Field Studies

TE’s in Mammalian Evolution

Transposable elements (TEs) are genomic components with the ability to move or copy themselves from one location to another within a genome. Because of this ability to mobilize, they have a tendency to increase in copy number. For example, in the human genome there are ~1 million copies of a 300 base transposable element called ‘Alu’. Alu elements make up around 10% of the human genome. In mammals generally, about 50% of the genome is made up of TEs. Because TEs can insert themselves just about anywhere in a genome, they can be both a cause of problems and a source of evolutionary innovation. They can be problematic because when they insert, they could insert within or near a functional gene, disrupting the function of that gene. In addition, the fact that there are multiple copies can lead to other events that lead to duplication and deletion of regions through non-homologous recombination. TEs are not all bad, though.
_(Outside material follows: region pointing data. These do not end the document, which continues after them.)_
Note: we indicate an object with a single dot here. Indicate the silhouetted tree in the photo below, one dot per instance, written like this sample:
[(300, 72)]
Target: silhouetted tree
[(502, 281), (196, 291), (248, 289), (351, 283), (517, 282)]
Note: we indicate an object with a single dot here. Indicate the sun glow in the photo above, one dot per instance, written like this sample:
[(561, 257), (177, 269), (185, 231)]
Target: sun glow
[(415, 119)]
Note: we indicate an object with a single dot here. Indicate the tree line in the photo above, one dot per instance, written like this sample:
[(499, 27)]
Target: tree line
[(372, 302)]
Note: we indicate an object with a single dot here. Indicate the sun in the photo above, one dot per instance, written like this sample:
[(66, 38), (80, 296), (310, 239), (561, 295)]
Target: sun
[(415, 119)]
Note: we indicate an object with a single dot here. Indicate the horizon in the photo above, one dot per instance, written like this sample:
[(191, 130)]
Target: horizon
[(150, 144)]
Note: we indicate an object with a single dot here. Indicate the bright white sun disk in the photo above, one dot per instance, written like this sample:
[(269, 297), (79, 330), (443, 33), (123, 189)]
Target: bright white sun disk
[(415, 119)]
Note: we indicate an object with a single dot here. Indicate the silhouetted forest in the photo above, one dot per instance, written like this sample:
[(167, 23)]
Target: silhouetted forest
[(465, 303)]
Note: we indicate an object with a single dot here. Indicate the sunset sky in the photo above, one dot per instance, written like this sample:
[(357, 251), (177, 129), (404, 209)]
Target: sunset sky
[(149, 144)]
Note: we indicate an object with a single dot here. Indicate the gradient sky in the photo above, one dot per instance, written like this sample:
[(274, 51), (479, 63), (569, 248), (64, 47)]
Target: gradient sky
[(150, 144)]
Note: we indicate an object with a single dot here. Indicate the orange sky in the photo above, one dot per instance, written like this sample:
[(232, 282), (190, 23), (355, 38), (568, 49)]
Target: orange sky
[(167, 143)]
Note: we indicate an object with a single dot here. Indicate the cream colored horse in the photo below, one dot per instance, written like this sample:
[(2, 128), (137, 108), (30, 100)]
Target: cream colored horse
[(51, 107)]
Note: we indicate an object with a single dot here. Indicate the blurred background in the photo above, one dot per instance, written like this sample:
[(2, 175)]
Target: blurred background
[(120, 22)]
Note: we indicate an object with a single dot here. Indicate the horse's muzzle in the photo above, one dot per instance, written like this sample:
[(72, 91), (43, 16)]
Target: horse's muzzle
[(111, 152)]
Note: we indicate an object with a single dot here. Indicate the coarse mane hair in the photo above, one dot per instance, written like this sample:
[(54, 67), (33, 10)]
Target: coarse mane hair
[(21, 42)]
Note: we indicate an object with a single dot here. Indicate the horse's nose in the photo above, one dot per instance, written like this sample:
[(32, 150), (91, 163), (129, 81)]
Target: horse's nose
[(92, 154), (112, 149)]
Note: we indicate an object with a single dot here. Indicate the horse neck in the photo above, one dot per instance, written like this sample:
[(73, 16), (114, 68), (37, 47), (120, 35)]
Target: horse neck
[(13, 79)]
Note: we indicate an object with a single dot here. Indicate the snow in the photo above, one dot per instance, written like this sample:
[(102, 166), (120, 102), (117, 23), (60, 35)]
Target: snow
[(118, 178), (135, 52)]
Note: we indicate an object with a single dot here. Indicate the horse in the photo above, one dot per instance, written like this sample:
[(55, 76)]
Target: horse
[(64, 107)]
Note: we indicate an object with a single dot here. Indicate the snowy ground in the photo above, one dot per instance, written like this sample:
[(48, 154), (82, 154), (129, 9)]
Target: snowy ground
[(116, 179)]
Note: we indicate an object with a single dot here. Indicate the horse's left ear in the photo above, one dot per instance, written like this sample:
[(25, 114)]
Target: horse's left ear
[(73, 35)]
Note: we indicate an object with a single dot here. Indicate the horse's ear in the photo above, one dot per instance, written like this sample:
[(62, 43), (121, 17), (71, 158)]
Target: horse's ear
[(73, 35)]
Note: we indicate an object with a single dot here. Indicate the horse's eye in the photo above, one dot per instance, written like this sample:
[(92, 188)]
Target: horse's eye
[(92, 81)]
They serve as a source of evolutionary innovation by providing novel transcription factor binding sites and, through the same sorts of disruptive processes, can lead to new phenotypes. For example, the merle coat pattern seen in many dog breeds is the result of a TE insertion in a color patterning gene. As one could imagine, knowing what the TE-derived half of the genome looks like and how it may be impacting the function of genes across Mammalia is an important part of this Zoonomia project. We are examining all of the genomes to determine what types of TEs are present in each genome, where they’re located, and how they might be impacting the way each lineage of mammals has evolved.